Bild von armennano auf Pixabay
Wer die letzten Wochen mehr oder weniger beobachtend die sozialen Medien genutzt hat, stellt fest, dass der Trend, die Dinge nur noch Schwarz Weiß dazustellen, zunimmt. Der Wandel dabei: Schwarz oder Weiß sind inzwischen Positionen geworden, welche gelebt werden. ICH bin schwarz oder weiß  und muss das täglich beweisen. Oder: Ich stehe im Krieg und muss den Gegner herausfordern. Täglich. Mit denselben Posts.  


Beispiel Corona 

Der kleinste gemeinsame Nenner lautet: "Ich bin dagegen" und "danke Merkel".  Darauf reduziert  wird Krach gemacht, werden derbe Sprüche losgelassen,  entwickelt sich ein Volkssport im Wettbewerb um den giftigsten Beitrag oder Tweet.  Es reichen Facebook und Twitter.  Inzwischen ist es offenbar zu mühsam, differenziert darzustellen, wo die Bundesregierung oder einzelne Ministerien  versagen und was in die politische Verantwortung der Länder geht. Nein: Jede Bürgerin, jeder Bürger ist Virologe, Facharzt , Politiker (oder hat zumindest alle diese Leute im engsten Bekanntenkreis und deswegen berechtigt, jeden Unsinn ins Netz zu setzen), weiß deswegen besser Bescheid als alle eigentlich Zuständigen, obwohl sich deren Prognosen regelmäßig bestätigen.  Oppositionspolitiker nicht ausgenommen. 

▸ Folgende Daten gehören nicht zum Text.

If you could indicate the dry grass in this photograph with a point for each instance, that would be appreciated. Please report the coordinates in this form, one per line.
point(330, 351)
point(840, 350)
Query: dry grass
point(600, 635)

Dass die AfD alternativlos gegen alles ist, kennen wir inzwischen zur Genüge. Sie bedient dieses Schwarz-Weiß bis weit in die Querdenker-Szene hinein, wonach nicht sein darf, was ist.  Dass aber eine FDP mit Lindner an der Spitze seit Wochen zu jedem Corona-Thema völlig plump genau dieselbe Stimmung schürt, muss man hervorheben. Man kriegt den Eindruck, irgendwelche Häscher in CL's Diensten seien auf Journalistenfang und schleppten diese heran. Die ewige Leier vom Versagen der Bundesregierung, endlich müsse durchgeimpft werden, gefährdete Gruppen geschützt werden, gleichzeitig aber Kontaktsperren geißeln, das alles ist nur noch populistisch. Das klingt wie: Wir wollen, dass ab nächster Woche die Lehrerversorgung an Deutschlands Schulen 105% beträgt. Was nicht da ist, ist nicht da und so lange müssen wir unten durch, auch Lindner. 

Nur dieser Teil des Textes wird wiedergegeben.